北区JR十条駅前といえば、斎藤酒場が突出して有名だが、斎藤酒場は突然変異的に出現したわけではなく、やはり十条という土地柄があってこそのようだ。ということを、このてんしょうに入って、シミジミ感じた。

自分たちが大切だと思うことを、ごくアタリマエのように大切にし続ける気性というのかな……。「庶民的な」といわれる、生業店が軒を連ねる北東京有数の長いアーケード街。都心に近いわりには、トレンドを追いかける大規模再開発と無縁だったこともよかったのかもしれない。

気持ちよく食事ができる。二度しか入ったことがないが、顔見知りの地元民がほとんどであるようだった。気性のよい娘さんが客を相手に冗談をとばし、地元民や競艇ファンがくつろぐところ、といった印象だ。

一度は4時過ぎだったと思うが、小上がりの二台のテーブルの一つは、おれと同じぐらい60歳過ぎのオヤジと奥さんがイッパイやっていた。奥さんが、マグロを注文しながら、「ここのマグロはおいしいからね」というと、フロアを仕切っている娘さんが、厨房に注文を通すときに「マグロのおいしいところ一丁」と言った。もう一台のテーブルは、50歳前後の男2人が、やはりイッパイやっていて、一人が酒の追加と一緒に味噌汁を頼んだ、すると連れが「こっちも」と言った。テーブルの上には、すでに味噌汁の椀が一つ空いていた。娘さんは、厨房にむかって、「はい、おいしい味噌汁を二丁」と言った。客席から笑いがおきた。

客席は、その小上がりのほかは、イス席で、真ん中に4人がけが二台、小上がりと反対の壁際に6人がけが二台。だったと思う。クルマ椅子のジイサンが、一人でクルマ椅子のまま、イッパイ飲み食事をして出て行った。80歳ぐらいの老人夫婦、夫は煙草をスパスパ吸いながら銚子を二本あけ真っ赤な顔で食事をし、ヨロヨロ杖をつき妻に支えられながら出て行った。

ネクタイ締めた中年の男が入ってきて、すでにいた男に挨拶し、ボートの話をはじめた。店内の壁には、戸田競艇場のカレンダーが下がっている。
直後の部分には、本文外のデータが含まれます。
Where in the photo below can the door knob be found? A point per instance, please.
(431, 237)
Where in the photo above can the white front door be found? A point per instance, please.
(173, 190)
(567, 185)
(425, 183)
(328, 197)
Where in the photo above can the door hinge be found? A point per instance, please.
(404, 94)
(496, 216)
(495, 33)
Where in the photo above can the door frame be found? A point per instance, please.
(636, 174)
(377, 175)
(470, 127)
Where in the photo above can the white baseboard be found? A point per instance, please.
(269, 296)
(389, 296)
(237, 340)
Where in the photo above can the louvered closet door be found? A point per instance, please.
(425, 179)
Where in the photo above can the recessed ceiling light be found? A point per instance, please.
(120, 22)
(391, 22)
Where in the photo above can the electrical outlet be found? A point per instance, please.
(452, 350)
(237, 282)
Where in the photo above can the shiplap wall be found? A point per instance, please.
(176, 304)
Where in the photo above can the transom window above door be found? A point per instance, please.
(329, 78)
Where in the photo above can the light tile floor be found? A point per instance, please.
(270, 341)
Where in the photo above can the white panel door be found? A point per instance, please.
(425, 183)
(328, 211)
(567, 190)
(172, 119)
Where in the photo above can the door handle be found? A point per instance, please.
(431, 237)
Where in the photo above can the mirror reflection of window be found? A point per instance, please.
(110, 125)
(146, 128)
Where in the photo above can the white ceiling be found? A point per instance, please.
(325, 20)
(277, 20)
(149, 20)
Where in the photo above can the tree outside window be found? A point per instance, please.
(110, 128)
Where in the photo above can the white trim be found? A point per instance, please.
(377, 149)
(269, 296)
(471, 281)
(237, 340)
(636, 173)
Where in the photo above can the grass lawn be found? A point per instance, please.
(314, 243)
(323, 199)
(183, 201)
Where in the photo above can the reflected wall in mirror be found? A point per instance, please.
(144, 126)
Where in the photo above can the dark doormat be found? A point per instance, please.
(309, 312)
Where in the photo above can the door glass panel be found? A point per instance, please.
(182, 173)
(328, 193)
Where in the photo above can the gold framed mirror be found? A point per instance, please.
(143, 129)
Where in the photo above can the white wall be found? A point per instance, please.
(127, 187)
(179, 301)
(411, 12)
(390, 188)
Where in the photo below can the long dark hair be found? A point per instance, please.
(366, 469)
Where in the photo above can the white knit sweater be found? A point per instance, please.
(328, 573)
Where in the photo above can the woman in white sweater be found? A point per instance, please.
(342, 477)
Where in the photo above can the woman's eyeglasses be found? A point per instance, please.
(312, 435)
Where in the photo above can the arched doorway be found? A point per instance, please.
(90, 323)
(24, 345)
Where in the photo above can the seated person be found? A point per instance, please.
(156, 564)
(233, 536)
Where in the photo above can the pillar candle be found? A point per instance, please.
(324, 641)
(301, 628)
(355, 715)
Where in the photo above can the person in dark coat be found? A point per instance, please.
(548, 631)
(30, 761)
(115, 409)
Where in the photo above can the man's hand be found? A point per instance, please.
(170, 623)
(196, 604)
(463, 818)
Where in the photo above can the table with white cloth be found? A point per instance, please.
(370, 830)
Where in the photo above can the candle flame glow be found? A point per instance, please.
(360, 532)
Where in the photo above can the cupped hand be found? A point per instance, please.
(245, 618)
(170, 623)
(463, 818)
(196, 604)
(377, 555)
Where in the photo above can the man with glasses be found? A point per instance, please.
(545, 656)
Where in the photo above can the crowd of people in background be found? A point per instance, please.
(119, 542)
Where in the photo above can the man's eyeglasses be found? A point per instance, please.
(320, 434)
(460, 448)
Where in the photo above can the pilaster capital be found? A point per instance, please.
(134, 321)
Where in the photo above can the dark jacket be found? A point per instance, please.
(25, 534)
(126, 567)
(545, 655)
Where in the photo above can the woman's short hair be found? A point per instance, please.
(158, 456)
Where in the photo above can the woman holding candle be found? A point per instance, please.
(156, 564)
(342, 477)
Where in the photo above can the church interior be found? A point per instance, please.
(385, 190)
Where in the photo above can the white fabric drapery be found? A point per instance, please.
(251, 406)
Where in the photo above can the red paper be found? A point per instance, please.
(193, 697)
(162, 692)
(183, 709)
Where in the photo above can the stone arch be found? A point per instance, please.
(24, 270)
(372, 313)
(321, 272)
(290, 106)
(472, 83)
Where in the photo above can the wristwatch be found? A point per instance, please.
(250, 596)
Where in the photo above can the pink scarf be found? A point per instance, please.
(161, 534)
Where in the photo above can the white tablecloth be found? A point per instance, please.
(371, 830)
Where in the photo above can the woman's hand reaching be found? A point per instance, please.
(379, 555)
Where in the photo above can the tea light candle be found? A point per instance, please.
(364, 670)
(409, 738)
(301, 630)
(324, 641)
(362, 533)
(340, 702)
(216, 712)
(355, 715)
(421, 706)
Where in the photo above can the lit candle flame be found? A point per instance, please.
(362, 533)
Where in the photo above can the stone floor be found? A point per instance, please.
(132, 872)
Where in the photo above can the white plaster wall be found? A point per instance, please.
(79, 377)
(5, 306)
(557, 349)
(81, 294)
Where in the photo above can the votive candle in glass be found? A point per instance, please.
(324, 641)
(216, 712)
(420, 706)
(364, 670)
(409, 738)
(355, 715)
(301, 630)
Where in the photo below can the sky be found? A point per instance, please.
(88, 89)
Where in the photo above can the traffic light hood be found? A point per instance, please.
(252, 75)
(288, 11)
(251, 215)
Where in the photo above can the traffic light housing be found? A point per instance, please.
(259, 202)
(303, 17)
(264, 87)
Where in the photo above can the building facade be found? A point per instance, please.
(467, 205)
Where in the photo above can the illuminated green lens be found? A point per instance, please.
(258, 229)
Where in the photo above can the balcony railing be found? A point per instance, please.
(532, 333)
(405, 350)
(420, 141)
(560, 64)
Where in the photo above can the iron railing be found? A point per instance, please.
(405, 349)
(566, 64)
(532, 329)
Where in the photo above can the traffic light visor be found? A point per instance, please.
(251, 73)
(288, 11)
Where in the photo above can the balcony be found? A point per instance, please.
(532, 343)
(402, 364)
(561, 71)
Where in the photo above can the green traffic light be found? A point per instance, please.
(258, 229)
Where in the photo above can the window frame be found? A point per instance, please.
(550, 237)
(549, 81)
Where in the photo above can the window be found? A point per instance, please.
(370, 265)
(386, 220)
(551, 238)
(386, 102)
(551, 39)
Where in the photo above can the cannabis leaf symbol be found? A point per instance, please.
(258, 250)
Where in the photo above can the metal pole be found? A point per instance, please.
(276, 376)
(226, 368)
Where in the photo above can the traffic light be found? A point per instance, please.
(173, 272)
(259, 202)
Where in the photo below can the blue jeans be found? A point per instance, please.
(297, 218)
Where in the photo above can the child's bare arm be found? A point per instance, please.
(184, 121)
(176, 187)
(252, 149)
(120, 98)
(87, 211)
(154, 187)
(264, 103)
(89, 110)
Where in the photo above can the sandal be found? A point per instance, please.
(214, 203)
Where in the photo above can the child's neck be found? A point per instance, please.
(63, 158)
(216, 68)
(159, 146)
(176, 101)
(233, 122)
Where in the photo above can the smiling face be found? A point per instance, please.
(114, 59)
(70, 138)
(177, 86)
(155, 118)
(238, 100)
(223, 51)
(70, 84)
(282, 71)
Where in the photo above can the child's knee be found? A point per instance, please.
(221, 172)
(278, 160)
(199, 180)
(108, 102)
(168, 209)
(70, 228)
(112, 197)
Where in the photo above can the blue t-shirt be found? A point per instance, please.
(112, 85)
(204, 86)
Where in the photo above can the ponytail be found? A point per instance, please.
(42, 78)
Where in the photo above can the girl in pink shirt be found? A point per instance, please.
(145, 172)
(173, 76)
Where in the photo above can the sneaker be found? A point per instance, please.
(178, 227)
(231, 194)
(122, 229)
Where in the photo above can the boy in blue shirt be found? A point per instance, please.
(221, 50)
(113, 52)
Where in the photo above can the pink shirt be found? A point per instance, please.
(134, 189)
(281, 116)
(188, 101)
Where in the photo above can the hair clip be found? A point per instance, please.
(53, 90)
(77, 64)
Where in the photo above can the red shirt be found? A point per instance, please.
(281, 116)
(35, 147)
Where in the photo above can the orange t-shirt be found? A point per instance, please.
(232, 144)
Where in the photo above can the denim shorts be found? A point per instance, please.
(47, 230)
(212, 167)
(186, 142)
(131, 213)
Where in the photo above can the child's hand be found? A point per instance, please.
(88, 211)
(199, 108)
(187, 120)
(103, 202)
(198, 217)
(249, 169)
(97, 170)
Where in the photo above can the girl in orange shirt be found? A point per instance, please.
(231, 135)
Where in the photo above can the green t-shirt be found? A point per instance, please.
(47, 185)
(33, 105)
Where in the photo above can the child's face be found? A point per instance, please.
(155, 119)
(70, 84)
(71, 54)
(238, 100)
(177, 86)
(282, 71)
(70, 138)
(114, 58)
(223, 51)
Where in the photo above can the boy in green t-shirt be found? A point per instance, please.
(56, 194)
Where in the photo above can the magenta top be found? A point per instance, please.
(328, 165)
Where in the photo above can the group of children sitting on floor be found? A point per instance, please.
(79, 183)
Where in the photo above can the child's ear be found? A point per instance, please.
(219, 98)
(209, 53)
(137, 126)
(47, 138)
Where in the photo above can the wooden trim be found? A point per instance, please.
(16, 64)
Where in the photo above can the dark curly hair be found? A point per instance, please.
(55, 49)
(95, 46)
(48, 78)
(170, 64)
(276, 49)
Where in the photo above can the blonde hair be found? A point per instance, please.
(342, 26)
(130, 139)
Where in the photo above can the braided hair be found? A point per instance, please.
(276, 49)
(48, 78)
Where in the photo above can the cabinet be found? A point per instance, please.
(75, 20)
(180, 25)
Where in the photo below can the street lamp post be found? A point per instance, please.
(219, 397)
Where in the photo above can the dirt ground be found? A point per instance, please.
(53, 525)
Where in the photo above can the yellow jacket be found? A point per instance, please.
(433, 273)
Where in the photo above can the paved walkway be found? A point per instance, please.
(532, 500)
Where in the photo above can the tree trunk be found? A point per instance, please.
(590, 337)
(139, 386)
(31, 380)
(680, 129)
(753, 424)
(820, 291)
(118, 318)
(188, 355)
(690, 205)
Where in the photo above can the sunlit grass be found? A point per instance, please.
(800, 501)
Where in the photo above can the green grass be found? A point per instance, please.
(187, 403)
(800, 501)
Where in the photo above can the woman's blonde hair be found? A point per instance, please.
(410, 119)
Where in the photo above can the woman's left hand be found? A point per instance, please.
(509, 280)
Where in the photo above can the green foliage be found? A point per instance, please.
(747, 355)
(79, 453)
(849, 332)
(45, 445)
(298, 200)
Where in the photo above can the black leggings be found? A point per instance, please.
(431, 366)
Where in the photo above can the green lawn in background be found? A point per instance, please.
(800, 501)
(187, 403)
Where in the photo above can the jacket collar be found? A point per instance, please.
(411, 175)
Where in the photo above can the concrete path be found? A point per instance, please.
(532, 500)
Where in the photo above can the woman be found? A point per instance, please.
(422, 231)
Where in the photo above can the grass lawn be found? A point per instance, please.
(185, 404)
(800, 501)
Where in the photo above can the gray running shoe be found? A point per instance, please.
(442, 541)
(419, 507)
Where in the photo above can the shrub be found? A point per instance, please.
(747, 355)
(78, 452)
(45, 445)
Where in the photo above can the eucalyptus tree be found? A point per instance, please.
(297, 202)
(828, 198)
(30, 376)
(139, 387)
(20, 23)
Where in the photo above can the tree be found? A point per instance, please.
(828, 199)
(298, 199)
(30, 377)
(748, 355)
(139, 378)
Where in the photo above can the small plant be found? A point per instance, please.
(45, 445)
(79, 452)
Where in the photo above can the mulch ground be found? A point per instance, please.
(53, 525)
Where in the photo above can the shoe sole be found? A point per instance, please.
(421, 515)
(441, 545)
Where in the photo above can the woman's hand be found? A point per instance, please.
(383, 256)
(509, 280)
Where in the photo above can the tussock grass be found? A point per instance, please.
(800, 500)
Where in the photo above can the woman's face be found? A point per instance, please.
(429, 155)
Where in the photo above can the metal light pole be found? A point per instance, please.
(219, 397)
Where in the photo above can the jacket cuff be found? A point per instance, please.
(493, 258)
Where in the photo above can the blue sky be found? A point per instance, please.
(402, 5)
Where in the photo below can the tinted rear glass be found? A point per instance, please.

正面上の壁に、メニュー書きがある。その最初の二つ、ポークソテー700円、ビーフステーキ700円。ポークソテーは、めずらしくないが、いまでもビーフステーキつまりビフテキがあるのは、めずらしい。これこそ、『大衆食堂の研究』にも書いたが、かつて1960年前後、大衆食堂がハイカラな存在だった名残りといえる。笹塚の常盤食堂では、ビーフステーキの上にガムテープが貼ってあったが(参照…クリック地獄、てんしょうは現役である。誇らしげである。やるなあ、と思った。

しかし、ビーフステーキを注文する決心はつかない。いつか食べてみたいと思うのだが。

かつてのハイカラな大衆食堂の勢いが、あのころのまま続いているかのような、ビーフステーキであり、店のたたずまいだ。正面の写真「大衆食堂」の文字は、当時の書体であり、そして彫ったのか?浮き彫りというのかな? そういう手の込んだものだ。時流にイロケを出さず、自分たちが大切だと思うことを、ごくアタリマエのように大切にし続けてきた誇りのようなものが、うかがえるのではないだろうか。

中にもショーケースがあるあたり、これまた昔のままだ。めし150円、味噌汁50円。めし半は、茶碗一杯で120円。ビール大が550円だ。サラダといえば自動的にポテトサラダ、たっぷりあって300円だったかな、斎藤酒場に負けないポテトサラダだ。

天将のページクリック地獄を見ると、昭和22年(1947)開店。


十条駅前十条銀座入口。駅前に高いビルがないから、ますます誇り高い庶民の町という感じ。